Published online Apr 7, 2011. doi: 10.3748/wjg.v17.i13.1753
Revised: February 21, 2011
Accepted: February 28, 2011
Published online: April 7, 2011
AIM: To evaluate the esophageal motility and abnormal acid and bile reflux incidence in cirrhotic patients without esophageal varices (EV).
METHODS: Seventy-eight patients with liver cirrhosis without EV confirmed by upper gastroesophageal endoscopy and 30 healthy control volunteers were prospectively enrolled in this study. All the patients were evaluated using a modified protocol including Child-Pugh score, upper gastrointestinal endoscopy, esophageal manometry, simultaneous ambulatory 24-h esophageal pH and bilirubin monitoring. All the patients and volunteers accepted the manometric study.

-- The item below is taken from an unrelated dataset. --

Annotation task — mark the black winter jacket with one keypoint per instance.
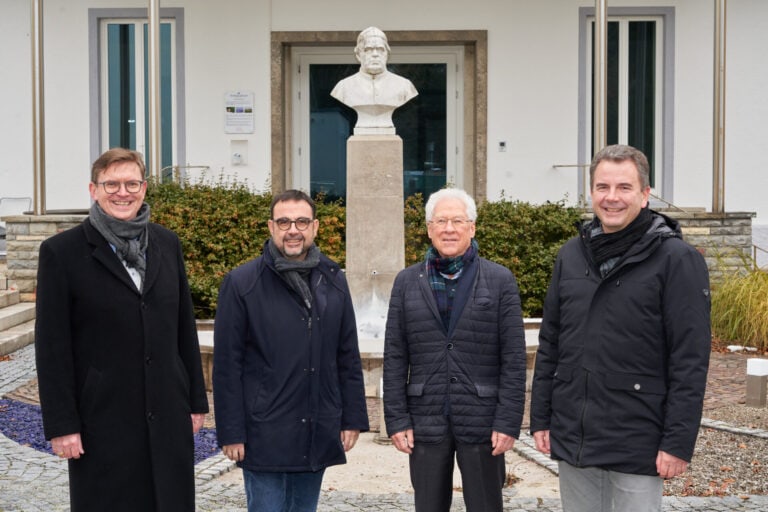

RESULTS: In the liver cirrhosis group, lower esophageal sphincter pressure (LESP, 15.32 ± 2.91 mmHg), peristaltic amplitude (PA, 61.41 ± 10.52 mmHg), peristaltic duration (PD, 5.32 ± 1.22 s), and peristaltic velocity (PV, 5.22 ± 1.11 cm/s) were all significantly abnormal in comparison with those in the control group (P < 0.05), and LESP was negatively correlated with Child-Pugh score. The incidence of reflux esophagitis (RE) and pathologic reflux was 37.18% and 55.13%, respectively (vs control, P < 0.05). And the incidence of isolated abnormal acid reflux, bile reflux and mixed reflux was 12.82%, 14.10% and 28.21% in patients with liver cirrhosis without EV.
CONCLUSION: Cirrhotic patients without EV presented esophageal motor disorders and mixed acid and bile reflux was the main pattern; the cirrhosis itself was an important causative factor.
- Citation: Zhang J, Cui PL, Lv D, Yao SW, Xu YQ, Yang ZX. Gastroesophageal reflux in cirrhotic patients without esophageal varices. World J Gastroenterol 2011; 17(13): 1753-1758
- URL: https://www.wjgnet.com/1007-9327/full/v17/i13/1753.htm
- DOI: https://dx.doi.org/10.3748/wjg.v17.i13.1753
Gastroesophageal reflux disease (GERD) is one of the most common diseases in modern civilization, which greatly affects people’s health and quality of life[1]. GERD is defined as reflux of gastroduodenal content to the esophagus, and includes reflux esophagitis (RE), nonerosive reflux disease (NERD) and Barrett’s esophagus (BE). GERD originates from a disturbance in the structure and function of the lower esophageal sphincter (LES) barrier, and dysfunctional esophageal motility coupled with a weak LES can cause uncoordinated propulsion, regurgitation of gastric and/or duodenal contents into the esophagus[2].
Gastroesophageal reflux consists of a broad mixture of oral-esophageal, gastric, and duodenal secretions. It is accepted that acid reflux plays an important role in the pathogenesis of GERD[3]. But the role of non-acid reflux is still a controversy[4,5], and some recent studies have shown that duodenogastroesophageal reflux (DGER) is another important causative factor in esophageal mucosal damage[6,7]. So the combination of esophageal pH and bilirubin monitoring is indispensable for a precise diagnostic test in acid and non-acid reflux of GERD.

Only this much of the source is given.